Born in Indiana, Hodges was a former Marine who earned a commendation for courage under fire and a Bronze Star after fighting in Tinian and Okinawa during World War II. He died of a heart attack in 1972, two days shy of his 48th birthday.
Hodges became eligible for the Hall of Fame five years after he retired.
Under the museum’s complex new rules — which replaced the simpler Veterans Committee system — the elite panel votes on a ballot of eligible players, managers, umpires and executives from the “Golden Age” of baseball, 1947–1972, every three years.

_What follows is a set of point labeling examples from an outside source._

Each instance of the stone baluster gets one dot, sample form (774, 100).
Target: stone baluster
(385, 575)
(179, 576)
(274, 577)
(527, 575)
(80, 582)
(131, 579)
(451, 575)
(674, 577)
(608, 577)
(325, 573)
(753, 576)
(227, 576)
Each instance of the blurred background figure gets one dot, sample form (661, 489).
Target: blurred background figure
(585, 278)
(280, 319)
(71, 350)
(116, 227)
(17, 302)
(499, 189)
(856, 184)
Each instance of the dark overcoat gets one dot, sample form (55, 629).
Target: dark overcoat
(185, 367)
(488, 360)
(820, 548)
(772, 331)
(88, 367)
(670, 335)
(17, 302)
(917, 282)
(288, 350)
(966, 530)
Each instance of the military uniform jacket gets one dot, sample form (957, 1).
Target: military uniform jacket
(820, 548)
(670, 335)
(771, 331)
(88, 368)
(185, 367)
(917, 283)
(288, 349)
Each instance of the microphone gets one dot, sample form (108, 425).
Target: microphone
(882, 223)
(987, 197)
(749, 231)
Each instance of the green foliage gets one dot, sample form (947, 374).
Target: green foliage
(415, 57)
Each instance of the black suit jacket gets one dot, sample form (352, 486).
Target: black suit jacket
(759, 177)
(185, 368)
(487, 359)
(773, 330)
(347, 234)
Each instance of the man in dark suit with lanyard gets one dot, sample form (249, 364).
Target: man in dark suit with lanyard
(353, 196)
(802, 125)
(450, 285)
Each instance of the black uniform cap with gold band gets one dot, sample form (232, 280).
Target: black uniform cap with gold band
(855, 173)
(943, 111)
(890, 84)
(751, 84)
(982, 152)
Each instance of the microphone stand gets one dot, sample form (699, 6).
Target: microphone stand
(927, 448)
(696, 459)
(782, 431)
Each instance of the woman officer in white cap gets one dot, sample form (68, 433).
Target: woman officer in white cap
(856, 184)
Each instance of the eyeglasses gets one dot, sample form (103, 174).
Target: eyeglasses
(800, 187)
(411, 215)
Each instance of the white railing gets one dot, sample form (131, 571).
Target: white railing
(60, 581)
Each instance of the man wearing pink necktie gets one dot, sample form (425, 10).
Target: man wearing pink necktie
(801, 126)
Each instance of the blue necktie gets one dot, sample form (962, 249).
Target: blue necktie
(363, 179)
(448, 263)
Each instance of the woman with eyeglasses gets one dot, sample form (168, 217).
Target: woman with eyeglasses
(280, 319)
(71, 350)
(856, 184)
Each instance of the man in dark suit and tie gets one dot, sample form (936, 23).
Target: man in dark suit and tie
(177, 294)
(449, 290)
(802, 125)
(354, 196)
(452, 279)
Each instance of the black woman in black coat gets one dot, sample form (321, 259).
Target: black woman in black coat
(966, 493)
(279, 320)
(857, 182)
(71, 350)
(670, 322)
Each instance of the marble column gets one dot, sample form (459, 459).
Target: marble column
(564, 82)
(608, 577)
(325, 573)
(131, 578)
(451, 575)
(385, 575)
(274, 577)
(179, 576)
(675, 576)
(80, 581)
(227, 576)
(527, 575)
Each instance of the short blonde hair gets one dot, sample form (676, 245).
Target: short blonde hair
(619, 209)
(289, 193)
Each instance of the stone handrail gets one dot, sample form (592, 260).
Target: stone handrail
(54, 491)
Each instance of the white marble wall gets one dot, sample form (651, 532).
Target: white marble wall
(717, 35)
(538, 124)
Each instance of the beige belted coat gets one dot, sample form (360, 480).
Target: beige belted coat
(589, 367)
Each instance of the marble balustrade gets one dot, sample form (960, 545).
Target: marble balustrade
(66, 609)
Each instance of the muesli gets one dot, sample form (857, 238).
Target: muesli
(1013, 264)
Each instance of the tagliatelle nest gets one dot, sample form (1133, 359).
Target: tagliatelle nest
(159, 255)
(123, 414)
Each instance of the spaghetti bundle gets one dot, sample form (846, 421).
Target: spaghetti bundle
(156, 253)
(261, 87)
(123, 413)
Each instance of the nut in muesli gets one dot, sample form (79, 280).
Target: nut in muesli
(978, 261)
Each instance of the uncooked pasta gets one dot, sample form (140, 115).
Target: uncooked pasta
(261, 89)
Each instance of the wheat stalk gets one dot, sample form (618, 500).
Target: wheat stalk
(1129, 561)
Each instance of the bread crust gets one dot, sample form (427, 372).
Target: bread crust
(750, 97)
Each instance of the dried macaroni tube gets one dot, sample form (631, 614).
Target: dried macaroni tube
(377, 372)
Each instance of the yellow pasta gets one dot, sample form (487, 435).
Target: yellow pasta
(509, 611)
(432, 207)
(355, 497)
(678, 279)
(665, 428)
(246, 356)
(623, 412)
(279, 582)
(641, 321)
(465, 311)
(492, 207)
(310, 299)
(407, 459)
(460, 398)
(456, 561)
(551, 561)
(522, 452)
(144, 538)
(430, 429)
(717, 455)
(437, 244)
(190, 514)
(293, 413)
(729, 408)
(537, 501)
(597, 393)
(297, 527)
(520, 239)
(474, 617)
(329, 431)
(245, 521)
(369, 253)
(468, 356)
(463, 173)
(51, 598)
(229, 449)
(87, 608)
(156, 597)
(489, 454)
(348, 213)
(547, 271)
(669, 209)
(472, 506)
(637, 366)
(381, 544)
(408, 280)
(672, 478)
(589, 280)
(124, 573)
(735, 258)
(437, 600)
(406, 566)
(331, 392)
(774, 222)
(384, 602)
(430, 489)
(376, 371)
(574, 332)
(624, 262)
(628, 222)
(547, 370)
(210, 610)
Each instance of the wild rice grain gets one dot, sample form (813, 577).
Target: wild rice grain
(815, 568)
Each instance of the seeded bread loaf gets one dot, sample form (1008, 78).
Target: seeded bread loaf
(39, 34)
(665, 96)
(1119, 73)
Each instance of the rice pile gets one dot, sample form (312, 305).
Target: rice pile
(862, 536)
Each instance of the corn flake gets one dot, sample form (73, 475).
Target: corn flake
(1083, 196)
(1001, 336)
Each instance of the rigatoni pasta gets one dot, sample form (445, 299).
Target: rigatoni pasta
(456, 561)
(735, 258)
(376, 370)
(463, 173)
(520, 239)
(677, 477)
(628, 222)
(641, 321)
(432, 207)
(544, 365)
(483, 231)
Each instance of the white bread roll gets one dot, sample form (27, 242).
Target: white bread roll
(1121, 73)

Santo’s stats were no more impressive than those compiled by Hodges: a .277 lifetime batting average with 342 home runs and 1,331 RBIs over a 15-year career from 1960–1974 with the Cubs and Chicago White Sox.
Lasorda said Hodges could still make the grade in 2014, the next time the Hall of Fame will consider players of his generation.
“He was a great, great player,” Lasorda said at the news conference announcing the results. “We just hope that next [time we] can get him in.”
The loss leaves Hodges with only a street, a bridge and a school named after him.